Frankenstein45.Com – 13 Juni 2026 | Pemerintah Kabupaten Ogan Komering Ulu (OKU), Sumatera Selatan, mengambil langkah strategis dengan menggandeng Kejaksaan Negeri setempat serta Badan Pertanahan Nasional (BPN) untuk mempercepat proses sertifikasi tanah wakaf. Inisiatif ini bertujuan memastikan kepemilikan tanah wakaf tercatat secara resmi, sehingga dapat dimanfaatkan secara optimal untuk kepentingan sosial dan keagamaan.
Kerjasama tiga lembaga ini difokuskan pada tiga hal utama: (1) penyederhanaan prosedur administratif, (2) pendampingan hukum bagi yayasan dan lembaga wakaf, serta (3) integrasi data tanah ke dalam sistem BPN secara terpusat.
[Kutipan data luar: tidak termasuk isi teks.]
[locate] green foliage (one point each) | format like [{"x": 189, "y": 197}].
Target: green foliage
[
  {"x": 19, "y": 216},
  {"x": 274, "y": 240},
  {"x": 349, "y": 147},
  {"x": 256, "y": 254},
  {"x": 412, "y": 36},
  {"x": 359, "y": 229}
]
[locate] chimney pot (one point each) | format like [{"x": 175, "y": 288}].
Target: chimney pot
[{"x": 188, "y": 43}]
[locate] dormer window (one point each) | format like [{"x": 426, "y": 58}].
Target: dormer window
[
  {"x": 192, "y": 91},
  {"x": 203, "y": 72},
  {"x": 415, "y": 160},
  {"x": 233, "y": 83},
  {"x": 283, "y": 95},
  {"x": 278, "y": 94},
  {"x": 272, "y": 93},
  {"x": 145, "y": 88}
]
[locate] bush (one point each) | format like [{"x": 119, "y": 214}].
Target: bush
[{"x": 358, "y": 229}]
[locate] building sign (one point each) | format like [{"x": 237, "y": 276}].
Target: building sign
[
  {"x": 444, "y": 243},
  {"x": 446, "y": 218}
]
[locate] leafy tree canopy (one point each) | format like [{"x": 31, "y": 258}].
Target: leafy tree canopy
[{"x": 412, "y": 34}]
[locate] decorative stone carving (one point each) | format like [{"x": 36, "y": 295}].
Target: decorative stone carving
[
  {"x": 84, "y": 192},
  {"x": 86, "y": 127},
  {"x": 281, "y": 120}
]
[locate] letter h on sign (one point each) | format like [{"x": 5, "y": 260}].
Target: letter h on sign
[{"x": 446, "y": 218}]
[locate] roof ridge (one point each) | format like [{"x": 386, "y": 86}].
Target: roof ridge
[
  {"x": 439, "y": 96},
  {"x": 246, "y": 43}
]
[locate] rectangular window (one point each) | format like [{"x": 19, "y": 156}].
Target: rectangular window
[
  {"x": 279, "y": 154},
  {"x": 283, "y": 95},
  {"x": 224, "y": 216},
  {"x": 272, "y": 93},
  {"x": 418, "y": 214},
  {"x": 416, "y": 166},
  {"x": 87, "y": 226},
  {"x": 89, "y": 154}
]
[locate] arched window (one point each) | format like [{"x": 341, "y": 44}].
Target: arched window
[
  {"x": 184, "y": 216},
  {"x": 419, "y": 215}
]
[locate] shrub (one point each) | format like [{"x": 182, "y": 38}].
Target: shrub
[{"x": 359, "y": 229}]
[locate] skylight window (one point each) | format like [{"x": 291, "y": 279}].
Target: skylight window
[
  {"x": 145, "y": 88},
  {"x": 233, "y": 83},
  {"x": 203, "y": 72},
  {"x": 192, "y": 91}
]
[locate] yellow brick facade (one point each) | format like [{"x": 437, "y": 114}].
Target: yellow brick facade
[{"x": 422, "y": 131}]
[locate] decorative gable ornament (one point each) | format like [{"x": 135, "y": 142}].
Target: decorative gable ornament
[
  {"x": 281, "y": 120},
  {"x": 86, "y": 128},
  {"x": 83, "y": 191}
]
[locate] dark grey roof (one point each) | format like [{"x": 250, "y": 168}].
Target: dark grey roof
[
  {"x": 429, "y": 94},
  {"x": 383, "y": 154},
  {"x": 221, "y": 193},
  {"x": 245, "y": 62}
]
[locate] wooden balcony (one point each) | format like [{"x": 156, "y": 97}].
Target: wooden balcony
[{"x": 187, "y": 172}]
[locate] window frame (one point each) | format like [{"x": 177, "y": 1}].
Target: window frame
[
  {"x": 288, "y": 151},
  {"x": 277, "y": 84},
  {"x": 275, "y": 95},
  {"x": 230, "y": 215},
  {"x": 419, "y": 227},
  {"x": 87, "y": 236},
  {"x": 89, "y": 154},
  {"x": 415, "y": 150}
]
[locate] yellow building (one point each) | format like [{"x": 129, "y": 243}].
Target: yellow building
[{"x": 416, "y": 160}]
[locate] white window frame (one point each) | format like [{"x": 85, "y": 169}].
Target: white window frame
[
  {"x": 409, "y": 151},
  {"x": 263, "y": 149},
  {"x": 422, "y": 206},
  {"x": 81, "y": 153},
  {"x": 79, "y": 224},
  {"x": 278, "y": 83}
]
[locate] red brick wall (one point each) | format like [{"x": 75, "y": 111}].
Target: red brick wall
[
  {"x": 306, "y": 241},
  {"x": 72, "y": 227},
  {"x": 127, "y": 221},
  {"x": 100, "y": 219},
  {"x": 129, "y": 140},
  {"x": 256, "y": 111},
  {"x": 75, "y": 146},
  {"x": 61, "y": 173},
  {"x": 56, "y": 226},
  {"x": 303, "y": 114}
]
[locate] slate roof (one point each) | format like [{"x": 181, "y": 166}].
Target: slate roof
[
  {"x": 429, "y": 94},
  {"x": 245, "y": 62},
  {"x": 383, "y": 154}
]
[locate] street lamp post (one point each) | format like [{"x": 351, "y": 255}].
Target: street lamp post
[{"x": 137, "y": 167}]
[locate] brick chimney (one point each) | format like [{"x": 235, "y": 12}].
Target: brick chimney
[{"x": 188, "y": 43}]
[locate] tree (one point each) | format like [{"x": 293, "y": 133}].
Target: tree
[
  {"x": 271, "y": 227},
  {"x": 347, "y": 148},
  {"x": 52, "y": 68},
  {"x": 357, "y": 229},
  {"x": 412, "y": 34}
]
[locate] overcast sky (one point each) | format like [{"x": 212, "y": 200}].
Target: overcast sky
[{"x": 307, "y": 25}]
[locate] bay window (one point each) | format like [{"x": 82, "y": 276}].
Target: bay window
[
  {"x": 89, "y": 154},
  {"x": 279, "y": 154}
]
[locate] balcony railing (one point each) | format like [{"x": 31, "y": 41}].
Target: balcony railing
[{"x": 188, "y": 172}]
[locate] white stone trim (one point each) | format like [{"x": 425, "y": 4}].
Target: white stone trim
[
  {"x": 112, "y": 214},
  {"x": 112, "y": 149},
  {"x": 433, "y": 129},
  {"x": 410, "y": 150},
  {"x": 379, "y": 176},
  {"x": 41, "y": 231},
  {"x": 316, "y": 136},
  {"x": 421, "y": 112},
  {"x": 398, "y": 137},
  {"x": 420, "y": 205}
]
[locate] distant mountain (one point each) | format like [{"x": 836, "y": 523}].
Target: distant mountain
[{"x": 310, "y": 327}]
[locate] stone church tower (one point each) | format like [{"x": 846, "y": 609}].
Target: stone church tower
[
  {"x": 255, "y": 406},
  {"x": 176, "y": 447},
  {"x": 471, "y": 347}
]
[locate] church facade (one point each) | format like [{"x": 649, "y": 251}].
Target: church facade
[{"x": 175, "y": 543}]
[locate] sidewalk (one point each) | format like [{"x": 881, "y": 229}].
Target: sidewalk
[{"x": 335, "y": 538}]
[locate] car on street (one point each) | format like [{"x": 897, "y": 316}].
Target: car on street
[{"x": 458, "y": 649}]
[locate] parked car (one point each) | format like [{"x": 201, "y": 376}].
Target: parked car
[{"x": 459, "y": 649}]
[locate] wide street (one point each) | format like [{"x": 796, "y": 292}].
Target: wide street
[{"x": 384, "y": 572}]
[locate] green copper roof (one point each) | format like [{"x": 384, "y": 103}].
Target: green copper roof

Dengan melibatkan Kejari, proses verifikasi legalitas menjadi lebih akurat, mengurangi risiko sengketa tanah di masa depan.
Berikut tahapan yang direncanakan dalam program percepatan sertifikasi:
- Pemetaan dan inventarisasi: Tim gabungan melakukan survei lapangan untuk mengidentifikasi semua bidang tanah yang berstatus wakaf di wilayah OKU.
- Pengumpulan dokumen: Pemilik hak wakaf serta lembaga pengelola diminta menyerahkan surat-surat kepemilikan, akta wakaf, dan bukti pembayaran pajak.
- Verifikasi hukum: Kejari menelaah keabsahan dokumen, mengusut potensi sengketa, dan memberikan rekomendasi penyelesaian.
- Penerbitan sertifikat: BPN menyelesaikan proses pendaftaran tanah di kantor pertanahan, menghasilkan sertifikat resmi yang dapat dipergunakan sebagai jaminan atau aset produktif.
Program ini diharapkan dapat menurunkan angka tanah wakaf yang belum terdaftar secara signifikan. Selain meningkatkan transparansi, sertifikasi resmi membuka peluang bagi lembaga wakaf untuk mengakses pendanaan, mengoptimalkan pemanfaatan lahan, dan memperluas program sosial‑ekonomi bagi masyarakat sekitar.
Kepala Bagian Penanaman Modal dan Investasi Kabupaten OKU, Bapak Ahmad Fauzi, menyatakan, “Dengan sinergi antara Kejari dan BPN, proses sertifikasi akan lebih cepat, akurat, dan terpercaya. Kami yakin langkah ini akan memperkuat peran tanah wakaf sebagai aset pembangunan yang berkelanjutan.”
Selain itu, Kejari Ogan Komering Ulu menegaskan komitmennya untuk memberikan pendampingan hukum gratis bagi yayasan wakaf yang membutuhkan, sementara BPN berjanji meningkatkan kapasitas aparat pertanahan melalui pelatihan intensif.
Jika program berjalan sesuai rencana, wilayah OKU dapat menjadi contoh sukses bagi daerah lain dalam mengelola dan memanfaatkan tanah wakaf secara profesional dan berkelanjutan.